Jonah Golderberg writes at National Review:
You just can’t out-gloom an environmentalist. The Atlantic invited some luminaries to answer the question “How and when will the world end?” Some contributions were funny. Others were simply plausible — a volcanic eruption from underneath Yellowstone National Park is frightfully overdue. But only an environmentalist like Bill McKibben could be a killjoy about the apocalypse itself.
The environmental activist and writer declares the question moot: “In a sense, the world as we knew it is already over. We have heated the Earth, melted the Arctic and turned seawater 30 percent more acidic. The only question left is how much more fossil fuel we’ll burn, and hence how unfamiliar and inhospitable we’ll make our home planet.”
It’s difficult to imagine a more absurd overstatement. I’m not referring to the exaggerated claim that the Arctic has “melted.” And the acidification of the oceans is a real concern (though there’s reason to believe it’s not as bad as some say). But even Chicken Little wouldn’t call it proof the world is already over.
You are most kind, sir 🙂
luis
If Churchill had been told of global warming, I’m sure he’d have approximated your post.
Never has so much ignorance prevailed amongst so few.
I”m not sure if anyone in history made this quote famous or whether I just made it up, but I like it 🙂
Living amongst people like Bill McKibben indeed makes this the worst time in history to live on Earth.
And it is buffered.
It would have been acidic if it were entirely made of distilled water, at any concentration of CO2 in the atmosphere. This is the gist of the misdirection used by scoundrels who tour university campuses with lectures on ocean acidification. Their audience typically includes chemists and biologists, but no resistance is offered. Not one rotten egg incident that I know of.
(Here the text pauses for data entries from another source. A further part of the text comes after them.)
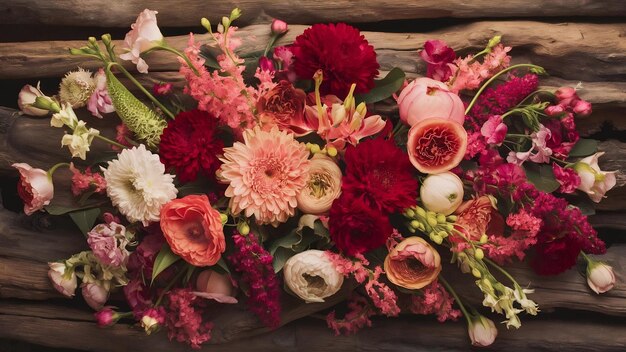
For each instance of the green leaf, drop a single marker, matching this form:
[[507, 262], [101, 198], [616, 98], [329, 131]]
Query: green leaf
[[542, 177], [584, 147], [384, 88], [85, 219], [164, 260]]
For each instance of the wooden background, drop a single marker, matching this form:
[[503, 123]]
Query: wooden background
[[576, 41]]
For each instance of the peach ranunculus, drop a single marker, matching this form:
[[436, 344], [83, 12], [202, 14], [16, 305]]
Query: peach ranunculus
[[412, 263], [143, 36], [478, 216], [193, 230]]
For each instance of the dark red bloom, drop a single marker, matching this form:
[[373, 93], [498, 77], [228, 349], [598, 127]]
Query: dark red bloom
[[355, 227], [380, 173], [341, 52], [190, 144], [437, 54]]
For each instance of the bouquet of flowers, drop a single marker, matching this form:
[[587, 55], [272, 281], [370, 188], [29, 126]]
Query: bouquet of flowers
[[278, 179]]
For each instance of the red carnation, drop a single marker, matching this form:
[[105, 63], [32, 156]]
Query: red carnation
[[190, 144], [355, 227], [341, 52], [381, 174]]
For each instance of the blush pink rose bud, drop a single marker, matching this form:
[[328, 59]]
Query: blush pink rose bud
[[27, 97], [95, 295], [482, 331], [35, 187], [63, 279], [279, 27], [425, 98], [600, 276], [212, 285]]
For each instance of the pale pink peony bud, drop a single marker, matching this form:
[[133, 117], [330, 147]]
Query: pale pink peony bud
[[63, 280], [425, 98]]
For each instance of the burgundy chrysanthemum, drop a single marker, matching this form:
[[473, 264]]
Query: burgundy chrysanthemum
[[381, 174], [341, 52], [190, 145], [355, 227]]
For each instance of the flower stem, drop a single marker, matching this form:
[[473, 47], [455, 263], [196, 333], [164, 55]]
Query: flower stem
[[486, 84], [466, 314], [143, 90]]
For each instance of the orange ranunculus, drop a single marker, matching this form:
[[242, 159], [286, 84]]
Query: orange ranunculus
[[478, 216], [412, 263], [193, 230]]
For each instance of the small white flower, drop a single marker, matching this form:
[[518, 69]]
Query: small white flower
[[312, 276], [138, 185]]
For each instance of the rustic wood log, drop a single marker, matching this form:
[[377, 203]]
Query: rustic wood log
[[574, 51], [187, 13], [64, 327]]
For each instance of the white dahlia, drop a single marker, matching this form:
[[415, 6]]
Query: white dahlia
[[138, 185]]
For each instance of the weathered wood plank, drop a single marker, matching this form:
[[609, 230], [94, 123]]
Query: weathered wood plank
[[574, 51], [188, 12], [64, 327]]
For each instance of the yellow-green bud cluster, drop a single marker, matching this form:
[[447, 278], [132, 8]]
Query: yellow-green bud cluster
[[437, 226], [139, 118]]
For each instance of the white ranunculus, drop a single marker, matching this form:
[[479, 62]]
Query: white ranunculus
[[594, 181], [442, 193], [312, 276]]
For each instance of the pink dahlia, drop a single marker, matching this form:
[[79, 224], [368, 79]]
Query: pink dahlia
[[341, 52], [264, 174]]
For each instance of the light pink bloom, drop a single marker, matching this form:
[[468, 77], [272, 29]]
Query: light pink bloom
[[100, 101], [594, 181], [425, 98], [35, 187], [103, 241], [265, 173], [62, 279], [212, 285], [143, 36], [95, 295], [494, 130], [26, 97]]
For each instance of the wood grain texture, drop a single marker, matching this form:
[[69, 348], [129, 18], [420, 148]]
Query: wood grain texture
[[188, 12], [573, 51]]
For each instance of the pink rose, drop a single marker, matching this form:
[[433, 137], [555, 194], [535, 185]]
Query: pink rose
[[143, 36], [35, 187], [425, 98], [212, 285]]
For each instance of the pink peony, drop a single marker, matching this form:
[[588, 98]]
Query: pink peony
[[425, 98], [265, 173], [35, 187]]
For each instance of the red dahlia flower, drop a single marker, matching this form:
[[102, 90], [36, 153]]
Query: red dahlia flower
[[355, 227], [341, 52], [380, 173], [190, 145]]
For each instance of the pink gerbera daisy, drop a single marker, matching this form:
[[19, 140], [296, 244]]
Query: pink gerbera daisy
[[265, 173]]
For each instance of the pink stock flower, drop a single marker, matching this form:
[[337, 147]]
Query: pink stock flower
[[35, 187], [494, 130], [143, 36], [100, 102]]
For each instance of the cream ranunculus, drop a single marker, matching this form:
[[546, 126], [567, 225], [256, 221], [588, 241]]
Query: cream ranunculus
[[312, 276], [594, 181], [322, 188], [442, 193], [143, 36]]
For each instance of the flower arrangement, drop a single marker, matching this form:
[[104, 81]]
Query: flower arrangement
[[278, 173]]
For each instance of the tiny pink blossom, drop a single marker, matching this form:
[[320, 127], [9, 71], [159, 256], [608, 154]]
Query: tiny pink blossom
[[494, 130]]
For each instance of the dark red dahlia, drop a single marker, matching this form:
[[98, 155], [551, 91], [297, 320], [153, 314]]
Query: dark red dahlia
[[355, 227], [190, 145], [381, 174], [341, 52]]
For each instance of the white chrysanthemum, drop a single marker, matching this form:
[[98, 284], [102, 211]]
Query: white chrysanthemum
[[137, 184], [76, 88]]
I tell everybody who believes this crap: take a jug of seawater, stick a pH probe and a sparge in it, and exhale through it. See how far you can “acidify” it. The crooks use distilled water when they care to give demos.
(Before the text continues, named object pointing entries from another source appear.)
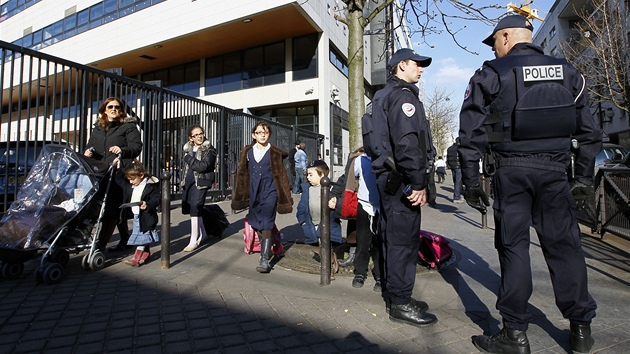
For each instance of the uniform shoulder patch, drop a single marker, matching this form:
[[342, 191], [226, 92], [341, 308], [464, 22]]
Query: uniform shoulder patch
[[468, 91], [409, 109]]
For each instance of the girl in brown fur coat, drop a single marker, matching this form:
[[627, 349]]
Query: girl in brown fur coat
[[263, 186]]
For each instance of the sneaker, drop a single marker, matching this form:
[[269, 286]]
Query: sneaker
[[506, 341], [358, 281], [377, 286]]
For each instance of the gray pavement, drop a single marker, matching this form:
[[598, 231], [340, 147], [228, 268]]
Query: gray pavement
[[213, 301]]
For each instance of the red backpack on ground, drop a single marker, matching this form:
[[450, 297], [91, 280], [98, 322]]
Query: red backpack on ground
[[252, 243], [434, 252]]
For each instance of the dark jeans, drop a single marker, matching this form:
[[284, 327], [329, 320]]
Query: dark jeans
[[457, 183], [367, 244], [299, 178]]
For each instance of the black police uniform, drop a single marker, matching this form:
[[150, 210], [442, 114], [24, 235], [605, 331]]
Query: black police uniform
[[532, 152], [400, 221]]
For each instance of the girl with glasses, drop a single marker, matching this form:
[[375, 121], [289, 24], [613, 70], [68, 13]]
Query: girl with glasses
[[263, 186], [197, 177]]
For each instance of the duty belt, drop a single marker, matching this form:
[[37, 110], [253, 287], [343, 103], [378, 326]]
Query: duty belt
[[530, 162]]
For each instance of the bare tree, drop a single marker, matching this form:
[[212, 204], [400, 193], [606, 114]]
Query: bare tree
[[599, 48], [442, 116], [424, 17]]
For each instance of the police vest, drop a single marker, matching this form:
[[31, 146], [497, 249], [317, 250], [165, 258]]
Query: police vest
[[535, 108]]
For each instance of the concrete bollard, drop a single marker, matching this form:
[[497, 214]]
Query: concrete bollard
[[165, 237], [324, 234]]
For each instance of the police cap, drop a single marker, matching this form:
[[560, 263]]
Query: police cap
[[406, 54], [318, 163], [512, 21]]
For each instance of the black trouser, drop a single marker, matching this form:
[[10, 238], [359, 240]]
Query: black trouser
[[400, 229], [431, 189], [367, 244], [541, 198]]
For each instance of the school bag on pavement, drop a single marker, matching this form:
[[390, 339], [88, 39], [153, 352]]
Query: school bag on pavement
[[435, 252], [252, 243], [214, 220]]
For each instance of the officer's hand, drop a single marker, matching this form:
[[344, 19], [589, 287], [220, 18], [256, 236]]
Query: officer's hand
[[581, 193], [477, 198]]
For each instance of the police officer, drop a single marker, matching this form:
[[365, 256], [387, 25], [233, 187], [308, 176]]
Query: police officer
[[400, 212], [522, 110]]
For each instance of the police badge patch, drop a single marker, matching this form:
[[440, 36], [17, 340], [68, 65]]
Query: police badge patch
[[468, 91], [408, 109]]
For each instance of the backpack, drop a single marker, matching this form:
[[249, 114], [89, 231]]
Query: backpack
[[434, 251], [214, 220]]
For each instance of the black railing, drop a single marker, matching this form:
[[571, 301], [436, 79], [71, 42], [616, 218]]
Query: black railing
[[47, 99], [609, 207]]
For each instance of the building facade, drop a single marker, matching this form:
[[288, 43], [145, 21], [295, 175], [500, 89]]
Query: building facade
[[559, 27], [282, 60]]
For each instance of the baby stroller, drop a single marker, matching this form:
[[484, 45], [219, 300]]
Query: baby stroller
[[55, 213]]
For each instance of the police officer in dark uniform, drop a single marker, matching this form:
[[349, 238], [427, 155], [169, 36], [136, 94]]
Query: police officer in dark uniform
[[400, 208], [522, 110]]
Aaaceentuate the positiiiive, eeeliminaaate the negative, and you get a pH of 12.
I don’t know how significant this change in pH is or how widespread. I’d expect ocean life to be tolerant of a range of conditions. I’d also ask how deep the change in pH extends and I’d question what role humans have played in it.
But then McKibben is a cluck, so I spend very little time worrying over anything McKibben says.
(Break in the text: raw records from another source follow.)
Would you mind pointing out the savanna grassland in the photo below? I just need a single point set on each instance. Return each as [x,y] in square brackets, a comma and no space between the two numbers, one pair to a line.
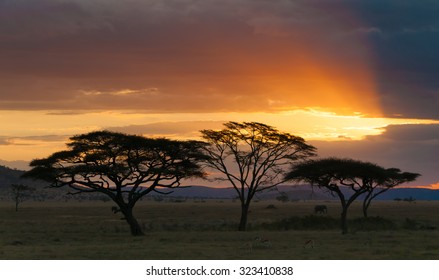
[207,230]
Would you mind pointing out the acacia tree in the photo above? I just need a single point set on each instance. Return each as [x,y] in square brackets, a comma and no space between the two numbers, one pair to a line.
[384,180]
[252,157]
[123,167]
[346,178]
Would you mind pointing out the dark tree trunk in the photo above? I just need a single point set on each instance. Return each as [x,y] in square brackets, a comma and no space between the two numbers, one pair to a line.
[136,229]
[244,215]
[344,223]
[365,207]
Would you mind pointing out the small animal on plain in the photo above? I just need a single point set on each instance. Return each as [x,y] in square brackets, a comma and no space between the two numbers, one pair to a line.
[320,209]
[115,209]
[262,242]
[309,244]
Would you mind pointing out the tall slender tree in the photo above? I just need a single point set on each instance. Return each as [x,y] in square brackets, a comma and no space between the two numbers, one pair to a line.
[253,157]
[123,167]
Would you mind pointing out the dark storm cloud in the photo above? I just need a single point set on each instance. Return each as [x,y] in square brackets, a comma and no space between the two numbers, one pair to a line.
[406,48]
[412,148]
[198,52]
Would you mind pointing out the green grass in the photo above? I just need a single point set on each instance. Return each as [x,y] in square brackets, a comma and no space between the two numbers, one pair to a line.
[192,230]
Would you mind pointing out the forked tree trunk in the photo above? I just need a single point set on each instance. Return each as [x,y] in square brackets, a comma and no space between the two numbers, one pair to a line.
[135,228]
[344,223]
[244,215]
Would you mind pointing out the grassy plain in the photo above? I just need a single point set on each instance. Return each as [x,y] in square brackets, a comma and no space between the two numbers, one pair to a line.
[207,230]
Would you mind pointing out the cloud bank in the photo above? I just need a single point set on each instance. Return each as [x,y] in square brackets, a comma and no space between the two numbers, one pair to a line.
[199,56]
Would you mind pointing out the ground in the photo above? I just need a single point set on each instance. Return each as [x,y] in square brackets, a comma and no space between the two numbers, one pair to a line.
[207,230]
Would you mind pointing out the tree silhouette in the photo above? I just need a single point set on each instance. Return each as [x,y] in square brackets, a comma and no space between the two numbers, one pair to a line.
[348,179]
[123,167]
[252,156]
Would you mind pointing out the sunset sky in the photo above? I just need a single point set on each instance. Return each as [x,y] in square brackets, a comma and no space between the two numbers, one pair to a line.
[355,78]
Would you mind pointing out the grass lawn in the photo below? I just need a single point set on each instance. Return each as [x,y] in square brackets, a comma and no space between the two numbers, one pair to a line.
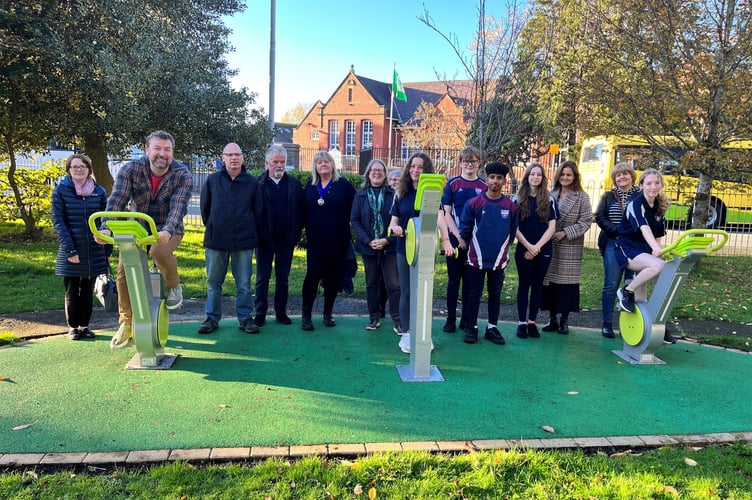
[665,473]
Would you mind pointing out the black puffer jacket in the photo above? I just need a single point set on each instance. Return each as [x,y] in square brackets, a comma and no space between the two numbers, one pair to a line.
[231,209]
[70,218]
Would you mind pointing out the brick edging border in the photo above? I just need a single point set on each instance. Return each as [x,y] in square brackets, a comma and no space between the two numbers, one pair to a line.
[257,453]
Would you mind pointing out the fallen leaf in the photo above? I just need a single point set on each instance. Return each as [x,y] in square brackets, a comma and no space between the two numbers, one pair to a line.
[671,490]
[621,454]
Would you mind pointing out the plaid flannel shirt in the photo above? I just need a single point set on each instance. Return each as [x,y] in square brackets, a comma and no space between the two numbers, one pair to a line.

As a chemist I understand pH values. To say the ocean has become “30% more acidic” is to say that the pH has decreased by 0.1 pH units. Not only is this insignificant in comparison to the ‘noise’ (global marine pH values vary by 0.4 pH units, from 7.8 to 8.2, a variability of 150% in the concentration of the ‘acidic’ hydrated hydrogen ion, because pH is logarithmic!), but nowhere is the ocean ‘acidic’ with a pH less than 7.0 – the ocean is alkaline.